Un rapide aperçu des récentes mises à jour dans les démonstrations technologiques de génération vidéo illustre ce modèle, avec, parmi d’autres, le lancement de Ray2 comme nouvelle frontière du réalisme (Luma AI 2025a), le passage au 4K (Luma AI 2025b), l’intégration du son (Luma AI 2025c), la présentation d’Act One pour des vidéos de référence sur les personnages (Runway 2024a), l’introduction de vidéo extend (Runway 2024b), et l’ajout de nouveaux contrôles stylistiques sur les images (Runway 2024c). Ces mises à jour prétendent résoudre des incohérences, améliorer la résolution, élargir les possibilités esthétiques et stylistiques, et porter le réalisme à un nouveau niveau, rendant ainsi obsolètes les fonctionnalités précédentes.

Les cycles de mises à jour et de perfectionnements construisent rétrospectivement des problèmes à résoudre et des crises à gérer. Les défauts, par conséquent, sont intimement liés à la logique capitaliste de la sérialisation technologique – se manifestant sous forme de générations, mises à jour et améliorations. Ils permettent et matérialisent la promesse du futur. En prenant de la valeur, les défauts eux-mêmes deviennent des marchandises, constituant ainsi « une machine de promesses brisées ». La démonstration technologique Luma Dream Machine du 3 septembre 2024 incarne parfaitement cette logique de futurité mise à jour en s’inspirant de l’histoire du cinéma : dans un format vertical, la vidéo introduit et présente les possibilités de la commande de mouvements de caméra. Elle commence par juxtaposer une caméra de film analogique sur un trépied avec l’interface pour saisir une commande de mouvement de caméra. Mise en scène comme un film muet en noir et blanc, la démo utilise des intertitres et des sous-titres pour accentuer la voix off masculine, accompagnée d’une bande sonore swing des années 1920.

À travers cette vidéo, le défilement rapide de l’histoire du cinéma – du cinéma muet aux films futuristes en couleurs – sert de toile de fond à la démonstration de Luma. Chaque nouveau segment devient la preuve des possibilités accrues offertes par la technologie : couleur, format, genre, effets spéciaux époustouflants, et un réalisme amplifié. Le produit final, Luma Dream Machine, est alors présenté comme la réalisation ultime de l’héritage du cinéma, réinventant l’esthétique cinématographique dans le futur, guidé par l’intelligence artificielle.

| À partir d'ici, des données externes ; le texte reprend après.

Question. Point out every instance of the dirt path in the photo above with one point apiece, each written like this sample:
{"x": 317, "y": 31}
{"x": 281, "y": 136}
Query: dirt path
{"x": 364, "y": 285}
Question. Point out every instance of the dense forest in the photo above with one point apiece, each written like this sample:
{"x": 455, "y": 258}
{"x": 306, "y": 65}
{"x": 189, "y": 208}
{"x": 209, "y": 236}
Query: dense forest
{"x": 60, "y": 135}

Dans ce contexte, la promesse capitaliste des technologies de l’IA repose sur un modèle affectif. Selon les travaux d’Ahmed (2004) et d’Appadurai et Alexander (2020), les promesses fonctionnent comme des délais temporels, annonçant quelque chose qui doit encore venir, offrant ainsi de l’espoir, tout en portant toujours le risque de l’échec. Cette dynamique génère des émotions ambivalentes : l’espoir mêlé à l’anxiété et à l’ennui de l’attente, la confiance toujours ébranlée par la méfiance. Pourtant, l’espoir peut être sans fin, les technologies échouant à tenir leurs promesses se contentant de les reporter – à la prochaine version, à la prochaine mise à jour.

En fin de compte, les défauts de l’IA, lorsqu’ils sont projetés sur le corps humain ou d’autres objets, peuvent incarner à la fois des peurs et des espoirs. Ils alimentent des anxiétés sociétales profondes, notamment autour du remplacement, de l’effacement des frontières entre l’humain et la machine, et de la transformation technologique du corps. Mais ces mêmes défauts ne sont pas seulement ridiculisés, ils fascinent, captivant l’attention et l’imagination des spectateurs.